Künstlerseelsorge als Lebensstil – Begegnung und Resonanz
Prälat Sauerborns Begleitung von Künstlerinnen und Künstlern war geprägt von Wertschätzung und leiser Präsenz. Er besuchte sie in Ateliers, nahm ihre Lebens- und Arbeitswirklichkeit ernst, gestaltete den "Aschermittwoch der Künstler" als Ort des Dialogs zwischen Kunst und Kirche. Auch seine bildhafte Sprache – "der Geruch von Farbe" – spiegelte ihn: sensibel für Atmosphäre, Tradition und kreative Hintergründe, denen er Raum gab.
Die Fastenerfahrungen von Künstlern beschrieb er als Ausdruck ihrer spirituellen Haltung: Bescheidenheit, Kargheit, Konsequenz im Lebensentwurf – das bewegte ihn tief, weil es in Nähe zur geistlichen Fastentradition stand.

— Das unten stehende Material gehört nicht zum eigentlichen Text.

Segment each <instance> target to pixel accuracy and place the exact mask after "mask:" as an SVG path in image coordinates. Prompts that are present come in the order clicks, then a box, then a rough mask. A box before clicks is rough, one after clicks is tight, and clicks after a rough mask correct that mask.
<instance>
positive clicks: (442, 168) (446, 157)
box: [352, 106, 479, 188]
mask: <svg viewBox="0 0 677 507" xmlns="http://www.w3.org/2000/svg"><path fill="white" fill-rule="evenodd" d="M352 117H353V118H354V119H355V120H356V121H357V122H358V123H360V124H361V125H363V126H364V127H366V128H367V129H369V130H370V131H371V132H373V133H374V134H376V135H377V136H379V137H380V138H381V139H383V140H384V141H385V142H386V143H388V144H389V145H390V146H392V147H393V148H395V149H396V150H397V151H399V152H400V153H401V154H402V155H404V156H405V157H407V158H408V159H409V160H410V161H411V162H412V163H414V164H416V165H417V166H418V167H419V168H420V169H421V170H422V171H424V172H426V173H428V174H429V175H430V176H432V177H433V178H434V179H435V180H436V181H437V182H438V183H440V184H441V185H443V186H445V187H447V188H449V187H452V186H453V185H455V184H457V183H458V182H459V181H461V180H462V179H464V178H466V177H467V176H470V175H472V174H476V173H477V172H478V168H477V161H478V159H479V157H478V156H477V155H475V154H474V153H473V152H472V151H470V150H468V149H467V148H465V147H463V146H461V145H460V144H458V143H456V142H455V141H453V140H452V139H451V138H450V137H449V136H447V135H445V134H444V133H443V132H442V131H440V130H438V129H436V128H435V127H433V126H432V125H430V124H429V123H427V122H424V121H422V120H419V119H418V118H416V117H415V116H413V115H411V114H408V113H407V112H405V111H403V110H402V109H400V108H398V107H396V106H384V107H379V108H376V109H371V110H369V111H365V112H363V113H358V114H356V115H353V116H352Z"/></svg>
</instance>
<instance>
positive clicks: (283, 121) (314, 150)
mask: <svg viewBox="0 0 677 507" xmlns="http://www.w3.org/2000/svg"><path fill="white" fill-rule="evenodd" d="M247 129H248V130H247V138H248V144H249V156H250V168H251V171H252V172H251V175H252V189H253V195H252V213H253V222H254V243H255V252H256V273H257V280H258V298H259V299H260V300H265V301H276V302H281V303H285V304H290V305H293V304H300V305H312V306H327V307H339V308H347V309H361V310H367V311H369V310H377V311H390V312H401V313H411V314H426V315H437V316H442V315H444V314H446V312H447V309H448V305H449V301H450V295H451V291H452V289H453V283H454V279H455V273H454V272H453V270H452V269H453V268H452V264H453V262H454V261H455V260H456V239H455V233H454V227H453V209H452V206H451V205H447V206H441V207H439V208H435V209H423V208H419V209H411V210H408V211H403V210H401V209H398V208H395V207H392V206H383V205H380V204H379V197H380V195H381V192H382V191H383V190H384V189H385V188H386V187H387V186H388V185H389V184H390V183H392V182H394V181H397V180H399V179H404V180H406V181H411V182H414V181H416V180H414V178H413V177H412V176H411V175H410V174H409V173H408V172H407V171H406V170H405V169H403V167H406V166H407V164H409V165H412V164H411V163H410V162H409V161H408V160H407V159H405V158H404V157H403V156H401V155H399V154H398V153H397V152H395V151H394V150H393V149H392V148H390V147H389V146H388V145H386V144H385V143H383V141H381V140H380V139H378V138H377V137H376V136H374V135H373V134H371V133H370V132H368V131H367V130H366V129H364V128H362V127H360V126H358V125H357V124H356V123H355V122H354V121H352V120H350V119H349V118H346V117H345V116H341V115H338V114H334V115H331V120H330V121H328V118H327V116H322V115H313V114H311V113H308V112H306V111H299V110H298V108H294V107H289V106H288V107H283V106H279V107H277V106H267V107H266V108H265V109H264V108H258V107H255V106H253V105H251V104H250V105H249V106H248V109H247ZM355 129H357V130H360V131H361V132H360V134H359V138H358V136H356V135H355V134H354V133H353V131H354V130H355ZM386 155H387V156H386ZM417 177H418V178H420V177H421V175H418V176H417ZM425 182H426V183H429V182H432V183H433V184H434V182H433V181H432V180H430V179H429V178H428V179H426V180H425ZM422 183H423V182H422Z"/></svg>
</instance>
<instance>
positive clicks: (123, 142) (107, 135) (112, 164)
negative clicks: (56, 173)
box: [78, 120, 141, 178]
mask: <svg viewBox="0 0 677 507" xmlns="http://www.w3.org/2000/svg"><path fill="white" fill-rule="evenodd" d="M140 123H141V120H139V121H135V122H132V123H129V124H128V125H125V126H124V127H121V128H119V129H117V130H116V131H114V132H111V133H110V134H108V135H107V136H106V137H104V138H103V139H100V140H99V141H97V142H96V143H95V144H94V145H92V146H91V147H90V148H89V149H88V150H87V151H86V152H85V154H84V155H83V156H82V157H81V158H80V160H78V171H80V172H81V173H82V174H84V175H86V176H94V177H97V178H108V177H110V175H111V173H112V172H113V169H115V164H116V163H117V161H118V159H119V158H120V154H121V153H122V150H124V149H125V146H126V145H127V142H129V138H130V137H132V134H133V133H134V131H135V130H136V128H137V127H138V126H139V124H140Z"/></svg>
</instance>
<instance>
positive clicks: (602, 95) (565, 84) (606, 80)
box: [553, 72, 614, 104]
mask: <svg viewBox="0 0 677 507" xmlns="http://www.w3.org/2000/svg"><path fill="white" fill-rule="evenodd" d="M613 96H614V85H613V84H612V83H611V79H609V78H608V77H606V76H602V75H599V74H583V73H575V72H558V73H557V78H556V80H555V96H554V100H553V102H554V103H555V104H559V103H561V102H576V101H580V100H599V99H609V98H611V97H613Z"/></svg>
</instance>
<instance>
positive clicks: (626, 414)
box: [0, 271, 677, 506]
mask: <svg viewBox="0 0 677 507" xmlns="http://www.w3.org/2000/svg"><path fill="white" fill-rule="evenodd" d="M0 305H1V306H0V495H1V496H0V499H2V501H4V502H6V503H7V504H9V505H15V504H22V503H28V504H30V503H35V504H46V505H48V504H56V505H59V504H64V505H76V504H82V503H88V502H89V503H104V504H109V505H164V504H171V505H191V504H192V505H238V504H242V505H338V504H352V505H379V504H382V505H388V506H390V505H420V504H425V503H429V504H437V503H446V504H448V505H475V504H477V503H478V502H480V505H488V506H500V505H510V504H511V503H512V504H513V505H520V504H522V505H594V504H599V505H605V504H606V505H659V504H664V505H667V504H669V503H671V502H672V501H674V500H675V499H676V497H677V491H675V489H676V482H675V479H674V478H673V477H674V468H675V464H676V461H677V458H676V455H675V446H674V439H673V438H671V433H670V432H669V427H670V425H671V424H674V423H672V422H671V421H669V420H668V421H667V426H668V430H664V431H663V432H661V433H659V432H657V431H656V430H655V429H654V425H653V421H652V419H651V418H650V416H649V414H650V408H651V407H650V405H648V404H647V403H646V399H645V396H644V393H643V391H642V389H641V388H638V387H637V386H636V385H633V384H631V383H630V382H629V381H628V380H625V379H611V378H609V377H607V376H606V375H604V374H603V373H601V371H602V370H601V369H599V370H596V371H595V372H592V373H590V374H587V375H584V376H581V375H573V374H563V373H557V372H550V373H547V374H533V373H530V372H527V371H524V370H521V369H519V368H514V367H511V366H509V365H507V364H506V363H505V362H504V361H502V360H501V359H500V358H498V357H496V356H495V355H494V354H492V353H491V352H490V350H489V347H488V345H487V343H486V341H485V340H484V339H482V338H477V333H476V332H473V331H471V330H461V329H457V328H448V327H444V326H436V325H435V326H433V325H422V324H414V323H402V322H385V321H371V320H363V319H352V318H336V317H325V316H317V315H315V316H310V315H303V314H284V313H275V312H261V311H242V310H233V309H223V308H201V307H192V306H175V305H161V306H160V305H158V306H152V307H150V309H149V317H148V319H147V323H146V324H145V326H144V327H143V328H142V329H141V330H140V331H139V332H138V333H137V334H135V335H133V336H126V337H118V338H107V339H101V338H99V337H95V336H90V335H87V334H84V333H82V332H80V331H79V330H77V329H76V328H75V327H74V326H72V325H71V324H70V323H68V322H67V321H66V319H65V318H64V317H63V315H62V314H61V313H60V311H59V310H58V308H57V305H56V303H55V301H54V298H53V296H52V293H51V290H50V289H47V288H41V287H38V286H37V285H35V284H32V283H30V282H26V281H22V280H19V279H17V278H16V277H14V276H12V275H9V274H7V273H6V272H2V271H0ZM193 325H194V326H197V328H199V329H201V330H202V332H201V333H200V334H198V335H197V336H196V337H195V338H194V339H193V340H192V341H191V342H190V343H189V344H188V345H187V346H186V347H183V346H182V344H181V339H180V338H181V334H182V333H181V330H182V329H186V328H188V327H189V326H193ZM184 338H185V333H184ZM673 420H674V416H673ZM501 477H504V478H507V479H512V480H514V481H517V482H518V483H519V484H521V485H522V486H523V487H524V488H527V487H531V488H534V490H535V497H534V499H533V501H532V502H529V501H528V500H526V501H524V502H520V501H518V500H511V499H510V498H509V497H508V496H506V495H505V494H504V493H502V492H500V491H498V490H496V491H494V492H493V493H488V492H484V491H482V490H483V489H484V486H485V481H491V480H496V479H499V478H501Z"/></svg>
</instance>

Domkapitular, Bruder, Mentor – und menschliche Stimme
Als Kölner Domkapitular prägte Josef Sauerborn liturgische Bildsprache und Predigt – beispielhaft die Einweihung des Richter-Fensters. Beeindruckt hat ihn immer wieder die "Entwöhnung des Isaak" im "Älteren Bibelfenster" im Dom, durch das immer wie ein Gruß des Himmels die Morgensonne schien, wenn er auf dem Weg zur Heiligen Messe war. Auch nach seinem Eintritt in den Ruhestand vor zwei Jahren blieb Prälat Sauerborn menschlich präsent: als Beichtvater, Prediger, geistlicher Begleiter, offen für spontane Begegnungen.
Was bleibt, ist ein Leben, in dem geistliche Tiefe, künstlerische Offenheit und pastorale Nähe ineinanderklangen. Ob im Dialog mit Künstlerinnen und Künstlern, im vertrauten Gespräch mit Seminaristen oder im Blick auf den Dom als künstlerisches Gesamtkunstwerk – überall war da dieser stille, aufmerksame Mensch, der hörte, verstand und Wege öffnete.
In seiner Krankheit wie auch im Tod hat er an die Zerbrechlichkeit erinnert und an die bleibende Hoffnung auf das ewige Leben.
Das Pontifikalrequiem mit dem Erzbischof von Köln, Rainer Maria Kardinal Woelki, findet am Dienstag den 30. September um 10 Uhr im Kölner Dom statt.